HONOLULU (HawaiiNewsNow) - Hawaii News Now has learned that federal authorities are investigating the possible misuse of union assets by former Hawaii Painters Union officials.
Sources say investigators with the U.S. Labor Department and the IRS are looking into allegations of personal use of cars and trucks and other perks.
Filings with the Labor Department show that the Painters Union District 50 spent more $200,000 in recent years to buy at least 10 SUVs for staffers' use.
The alleged misuse of vehicles occurred under the watch of Lynn Kinney, the union's longtime business manager, who retired from his $281,000-a-year job in December.
The union said the 62-year-old Kinney stepped down because he wanted to spend more time with his family. Kinney could not be reached for comment.
Union officials told Hawaii News Now that staffers were allowed to drive their work cars home but were required to reimburse the union for any personal use. In recent years, the union sold off the cars, resulting in a loss of about $117,000.
The perks are on top of a salary scale that's the highest in Hawaii labor circles.

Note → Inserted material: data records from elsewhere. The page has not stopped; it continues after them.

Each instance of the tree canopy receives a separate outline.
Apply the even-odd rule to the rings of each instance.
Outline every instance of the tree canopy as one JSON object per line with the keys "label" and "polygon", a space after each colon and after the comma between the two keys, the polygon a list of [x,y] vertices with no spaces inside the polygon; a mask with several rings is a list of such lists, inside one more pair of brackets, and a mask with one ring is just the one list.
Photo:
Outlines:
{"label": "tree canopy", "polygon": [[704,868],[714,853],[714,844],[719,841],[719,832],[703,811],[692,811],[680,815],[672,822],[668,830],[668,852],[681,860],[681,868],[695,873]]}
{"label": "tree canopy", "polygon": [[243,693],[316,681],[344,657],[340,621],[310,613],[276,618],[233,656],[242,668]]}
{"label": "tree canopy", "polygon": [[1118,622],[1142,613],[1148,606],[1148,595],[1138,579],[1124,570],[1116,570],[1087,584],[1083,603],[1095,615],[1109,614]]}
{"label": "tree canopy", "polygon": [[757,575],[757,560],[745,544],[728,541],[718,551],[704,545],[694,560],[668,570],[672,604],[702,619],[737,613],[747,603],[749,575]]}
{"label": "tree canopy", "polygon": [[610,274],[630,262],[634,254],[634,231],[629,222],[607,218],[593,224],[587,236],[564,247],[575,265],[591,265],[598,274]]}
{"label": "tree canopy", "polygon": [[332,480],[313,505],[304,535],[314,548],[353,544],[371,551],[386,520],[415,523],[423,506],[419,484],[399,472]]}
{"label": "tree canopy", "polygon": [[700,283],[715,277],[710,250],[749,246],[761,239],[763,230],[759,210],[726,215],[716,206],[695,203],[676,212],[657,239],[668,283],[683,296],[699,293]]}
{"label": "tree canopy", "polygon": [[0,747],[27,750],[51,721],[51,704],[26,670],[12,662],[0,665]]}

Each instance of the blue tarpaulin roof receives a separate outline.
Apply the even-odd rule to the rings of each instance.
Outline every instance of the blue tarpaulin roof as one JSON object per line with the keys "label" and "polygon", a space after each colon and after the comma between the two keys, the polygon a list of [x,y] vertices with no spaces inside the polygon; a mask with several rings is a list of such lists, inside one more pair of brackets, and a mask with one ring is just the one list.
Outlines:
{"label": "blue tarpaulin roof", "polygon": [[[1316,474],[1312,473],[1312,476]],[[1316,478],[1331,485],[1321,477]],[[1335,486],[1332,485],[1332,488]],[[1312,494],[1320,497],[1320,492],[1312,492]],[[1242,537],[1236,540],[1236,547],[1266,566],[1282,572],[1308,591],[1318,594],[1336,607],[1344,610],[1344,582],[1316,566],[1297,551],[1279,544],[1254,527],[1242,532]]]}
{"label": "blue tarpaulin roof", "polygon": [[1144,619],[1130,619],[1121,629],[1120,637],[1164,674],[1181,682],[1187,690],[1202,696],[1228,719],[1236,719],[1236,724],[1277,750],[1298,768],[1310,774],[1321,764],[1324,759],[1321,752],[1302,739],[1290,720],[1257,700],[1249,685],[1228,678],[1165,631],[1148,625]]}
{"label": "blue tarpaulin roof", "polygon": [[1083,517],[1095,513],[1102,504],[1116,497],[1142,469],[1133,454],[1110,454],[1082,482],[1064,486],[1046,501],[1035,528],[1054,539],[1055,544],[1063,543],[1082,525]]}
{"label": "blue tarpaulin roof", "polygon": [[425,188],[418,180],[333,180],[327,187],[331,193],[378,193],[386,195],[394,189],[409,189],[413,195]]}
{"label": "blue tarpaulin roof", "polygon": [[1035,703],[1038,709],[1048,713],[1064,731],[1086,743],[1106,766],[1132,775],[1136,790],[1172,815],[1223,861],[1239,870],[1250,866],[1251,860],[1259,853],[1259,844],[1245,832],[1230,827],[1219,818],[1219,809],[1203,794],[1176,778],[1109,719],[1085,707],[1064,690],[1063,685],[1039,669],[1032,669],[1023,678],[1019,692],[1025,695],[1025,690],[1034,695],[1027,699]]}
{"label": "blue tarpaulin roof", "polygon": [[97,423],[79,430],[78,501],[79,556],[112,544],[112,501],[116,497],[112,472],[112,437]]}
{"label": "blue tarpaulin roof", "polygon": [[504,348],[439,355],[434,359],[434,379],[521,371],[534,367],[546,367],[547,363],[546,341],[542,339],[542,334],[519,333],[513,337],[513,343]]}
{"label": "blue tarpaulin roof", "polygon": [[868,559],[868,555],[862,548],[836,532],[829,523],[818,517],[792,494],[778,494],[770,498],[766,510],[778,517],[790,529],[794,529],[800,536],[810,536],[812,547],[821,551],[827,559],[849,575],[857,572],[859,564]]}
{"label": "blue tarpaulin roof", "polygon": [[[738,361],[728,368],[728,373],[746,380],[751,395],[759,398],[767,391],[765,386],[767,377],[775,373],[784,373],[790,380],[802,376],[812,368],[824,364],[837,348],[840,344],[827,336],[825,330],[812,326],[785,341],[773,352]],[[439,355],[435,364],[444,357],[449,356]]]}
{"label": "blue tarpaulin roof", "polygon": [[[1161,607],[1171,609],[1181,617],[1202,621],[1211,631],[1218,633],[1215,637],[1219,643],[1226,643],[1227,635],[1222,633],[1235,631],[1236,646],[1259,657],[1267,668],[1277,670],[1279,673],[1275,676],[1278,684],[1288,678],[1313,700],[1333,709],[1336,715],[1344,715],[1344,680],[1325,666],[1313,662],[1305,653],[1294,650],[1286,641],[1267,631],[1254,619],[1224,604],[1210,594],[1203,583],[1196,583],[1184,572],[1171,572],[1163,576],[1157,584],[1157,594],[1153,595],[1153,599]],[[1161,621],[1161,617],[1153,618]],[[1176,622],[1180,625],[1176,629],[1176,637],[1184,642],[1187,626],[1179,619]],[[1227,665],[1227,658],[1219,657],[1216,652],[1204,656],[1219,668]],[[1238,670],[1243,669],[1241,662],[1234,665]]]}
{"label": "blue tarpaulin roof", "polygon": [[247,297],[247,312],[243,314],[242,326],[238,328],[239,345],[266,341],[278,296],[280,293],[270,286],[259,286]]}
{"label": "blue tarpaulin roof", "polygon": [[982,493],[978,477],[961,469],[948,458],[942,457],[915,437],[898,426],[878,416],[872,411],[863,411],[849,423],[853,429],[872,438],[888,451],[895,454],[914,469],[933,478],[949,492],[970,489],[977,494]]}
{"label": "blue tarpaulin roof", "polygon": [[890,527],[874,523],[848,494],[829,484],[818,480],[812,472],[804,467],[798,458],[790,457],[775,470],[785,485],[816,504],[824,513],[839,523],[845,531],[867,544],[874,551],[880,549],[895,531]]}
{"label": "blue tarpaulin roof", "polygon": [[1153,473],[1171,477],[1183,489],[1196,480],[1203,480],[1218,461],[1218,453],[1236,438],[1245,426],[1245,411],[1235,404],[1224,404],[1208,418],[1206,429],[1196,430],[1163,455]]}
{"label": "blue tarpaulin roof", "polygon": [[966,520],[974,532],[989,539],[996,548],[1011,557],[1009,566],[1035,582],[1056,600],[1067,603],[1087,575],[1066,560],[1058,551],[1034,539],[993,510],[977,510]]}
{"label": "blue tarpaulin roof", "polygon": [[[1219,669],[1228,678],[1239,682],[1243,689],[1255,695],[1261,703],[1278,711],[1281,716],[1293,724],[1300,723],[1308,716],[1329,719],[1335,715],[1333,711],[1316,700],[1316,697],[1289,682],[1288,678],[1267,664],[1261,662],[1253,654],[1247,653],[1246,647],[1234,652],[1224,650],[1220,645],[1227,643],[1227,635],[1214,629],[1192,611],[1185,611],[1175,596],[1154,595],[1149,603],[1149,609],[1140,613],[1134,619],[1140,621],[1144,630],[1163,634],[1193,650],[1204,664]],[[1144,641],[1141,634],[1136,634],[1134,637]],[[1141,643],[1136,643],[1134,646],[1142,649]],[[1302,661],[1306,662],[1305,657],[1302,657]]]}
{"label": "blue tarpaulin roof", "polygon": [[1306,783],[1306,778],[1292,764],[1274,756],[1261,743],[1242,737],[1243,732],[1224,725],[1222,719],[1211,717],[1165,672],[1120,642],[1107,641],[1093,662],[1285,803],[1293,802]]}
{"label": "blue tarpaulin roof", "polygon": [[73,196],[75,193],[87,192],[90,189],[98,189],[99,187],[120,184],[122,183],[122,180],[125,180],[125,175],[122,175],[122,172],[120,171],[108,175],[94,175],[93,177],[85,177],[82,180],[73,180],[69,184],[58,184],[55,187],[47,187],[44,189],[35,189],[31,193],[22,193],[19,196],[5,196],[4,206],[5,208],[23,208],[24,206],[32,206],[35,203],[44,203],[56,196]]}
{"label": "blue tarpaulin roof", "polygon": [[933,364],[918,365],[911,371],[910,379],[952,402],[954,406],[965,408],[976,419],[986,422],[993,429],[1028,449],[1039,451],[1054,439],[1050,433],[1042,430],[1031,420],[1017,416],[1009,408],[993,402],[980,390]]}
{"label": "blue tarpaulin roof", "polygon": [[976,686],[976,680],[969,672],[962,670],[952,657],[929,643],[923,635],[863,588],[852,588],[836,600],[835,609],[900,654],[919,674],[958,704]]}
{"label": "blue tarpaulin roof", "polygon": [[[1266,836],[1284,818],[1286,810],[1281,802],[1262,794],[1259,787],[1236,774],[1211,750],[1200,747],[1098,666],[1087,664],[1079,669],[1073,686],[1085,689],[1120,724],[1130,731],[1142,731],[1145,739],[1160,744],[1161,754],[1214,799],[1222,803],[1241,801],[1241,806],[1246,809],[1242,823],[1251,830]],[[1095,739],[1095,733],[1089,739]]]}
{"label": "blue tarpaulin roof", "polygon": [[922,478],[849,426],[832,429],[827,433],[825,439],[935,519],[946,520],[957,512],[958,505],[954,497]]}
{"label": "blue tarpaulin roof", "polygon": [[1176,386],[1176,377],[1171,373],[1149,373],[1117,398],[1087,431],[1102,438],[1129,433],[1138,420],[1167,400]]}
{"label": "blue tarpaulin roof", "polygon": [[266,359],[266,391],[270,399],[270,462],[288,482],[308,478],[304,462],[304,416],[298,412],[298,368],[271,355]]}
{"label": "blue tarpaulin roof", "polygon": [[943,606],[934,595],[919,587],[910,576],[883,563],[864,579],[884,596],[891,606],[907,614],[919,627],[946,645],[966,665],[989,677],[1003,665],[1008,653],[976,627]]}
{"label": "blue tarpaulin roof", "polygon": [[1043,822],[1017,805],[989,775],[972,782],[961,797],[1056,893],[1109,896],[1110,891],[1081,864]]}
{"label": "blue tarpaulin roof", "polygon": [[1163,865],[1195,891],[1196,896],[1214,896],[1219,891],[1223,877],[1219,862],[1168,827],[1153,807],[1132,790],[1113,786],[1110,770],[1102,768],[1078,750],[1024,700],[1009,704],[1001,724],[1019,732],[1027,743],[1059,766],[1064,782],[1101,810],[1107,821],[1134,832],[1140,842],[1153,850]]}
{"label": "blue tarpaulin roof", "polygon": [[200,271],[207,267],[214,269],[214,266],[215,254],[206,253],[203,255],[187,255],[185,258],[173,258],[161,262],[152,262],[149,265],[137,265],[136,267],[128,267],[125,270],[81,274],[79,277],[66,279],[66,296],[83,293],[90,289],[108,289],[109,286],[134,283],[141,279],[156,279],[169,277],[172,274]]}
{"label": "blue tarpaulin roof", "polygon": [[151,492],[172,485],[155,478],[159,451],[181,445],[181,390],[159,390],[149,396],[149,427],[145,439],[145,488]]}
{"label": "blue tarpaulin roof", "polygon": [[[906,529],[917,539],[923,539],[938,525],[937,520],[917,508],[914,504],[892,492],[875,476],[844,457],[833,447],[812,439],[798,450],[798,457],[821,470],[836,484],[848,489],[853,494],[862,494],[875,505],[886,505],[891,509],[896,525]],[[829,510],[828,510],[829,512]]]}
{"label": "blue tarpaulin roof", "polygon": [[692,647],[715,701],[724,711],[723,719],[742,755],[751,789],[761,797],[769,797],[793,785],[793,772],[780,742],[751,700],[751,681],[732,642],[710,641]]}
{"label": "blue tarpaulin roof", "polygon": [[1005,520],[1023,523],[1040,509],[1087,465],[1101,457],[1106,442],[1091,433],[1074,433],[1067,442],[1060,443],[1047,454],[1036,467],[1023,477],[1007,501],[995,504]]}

According to its annual filings with the Labor Department, 10 of the union's staffers earned more than $100,000, which is double what the average painter in Hawaii earns. The filings also show that the union paid one of its administrative aides over $97,000.
By contrast, the hotel workers union, which has about 10,000 members, pays none of its staffers more than $90,000.
The filings also show that Kinney's son Nathaniel was the union's second highest paid executive at $151,000. He has since left the union to become an executive assistant with Honolulu Mayor Kirk Caldwell, where his pay is about half what he earned at the union.
Executive pay experts say the salaries are not only the highest among unions in state but are among the top 25 percent for like-sized labor organizations in the U.S.
"It's way at the top," Linda Lampkin, director of research at ERI Economic Research Institute Inc. said in a telephone interview from Denver.
Current and former union officials say they are unaware of the federal inquiries. Union leaders deny any wrongdoing and say the union's international organization is doing its own audit of the union's finances as part of a transition to ease in the new management.
Kinney has headed District 50 of the Painter's Union for about 15 years. He was replaced by union official Ryden Valmoja.